Tom Chatfield on AI: what is under-hyped and what is over-hyped?

Critical Thinking Workshops with Tom Chatfield
Critical Thinking Workshops with Tom Chatfield

We recently caught up with Dr Tom Chatfield, expert speaker on technology trends and author of 2024’s Wise Animals: How Technology Has Made Us What We Are, to discuss evolving trends in AI, what books are currently shaping his thinking, and the role of mentors in his life.

What aspect of AI do you think is receiving TOO LITTLE attention?
I wish people would spend more time talking about what is actually going on within specific systems, and what in particular they can do, rather than dealing in generalisations and prognostications that treat AI as magical or human-like. It’s a vast, fascinating, fast-evolving field, and it’s so important not to be bewitched by language or to rely on faulty analogies – such as to our own minds, unrelated technologies, or myths and movies – when debating its risks and potentials.

What aspect of AI is receiving TOO MUCH attention?
Stories of triumph and disaster attract attention for similar reasons: they’re striking, simple and appear to offer certainty. I worry that both those hyping up AI and those convinced it’s a bubble can get stuck in a loop that glosses over real-world risks, complexities and opportunities. I think AI is a very big deal; but the interesting story, for me, is how different industries and institutions can specifically make use of statistical insights, automation and pattern-recognition within areas where they have high-quality data and understandings. And when such data and understanding are lacking, they need to watch out.

What’s the last book you read?
I’m just finishing The Atomic Human by Neil Lawrence, the inaugural DeepMind Professor of Machine Learning at Cambridge. It’s a brilliant book, partly because it resists hype and has a great sense of historical context, complete with vividly-told stories; and partly because it insists on a tangible, engineering-led understanding of machine learning systems as human-made artefacts that exist in the real world. AI, in Lawrence’s account, is a form of automated decision-making that can only be understood via its instantiation in particular human contexts. Similarly, human cognition can only be understood in terms of our biology and evolutionary history – and Lawrence is clear and thoughtful in teasing out what this implies in an age of ever-more-powerful machines.
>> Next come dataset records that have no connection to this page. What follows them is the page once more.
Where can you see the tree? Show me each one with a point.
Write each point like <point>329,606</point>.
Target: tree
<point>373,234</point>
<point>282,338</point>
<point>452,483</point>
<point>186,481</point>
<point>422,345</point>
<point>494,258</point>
Have you ever had a mentor?
Looking back, I would say I’ve had several, although none I would necessarily have called a mentor at the time. I was supported and encouraged immensely by my tutor at St John’s College, Oxford, Professor John Kelly, from my time as an undergraduate to my doctorate and beyond. He was a brilliant polymath, and in addition to his charisma and personal warmth helped me see how important it is to build relationships with people across a diversity of fields. Among many others, I also owe a lifelong debt to Ziyad Marar, author and President of Global Publishing at SAGE, who has endlessly supported my writing and thinking over the last decade, and helped me find a global network of fascinating people whose work and ideas fuel my own. 

If you could go back in time and give your younger self one piece of advice, what would it be?
Don’t be afraid to express gratitude and admiration: do so openly, honestly and often. You never know when it will be too late to thank someone.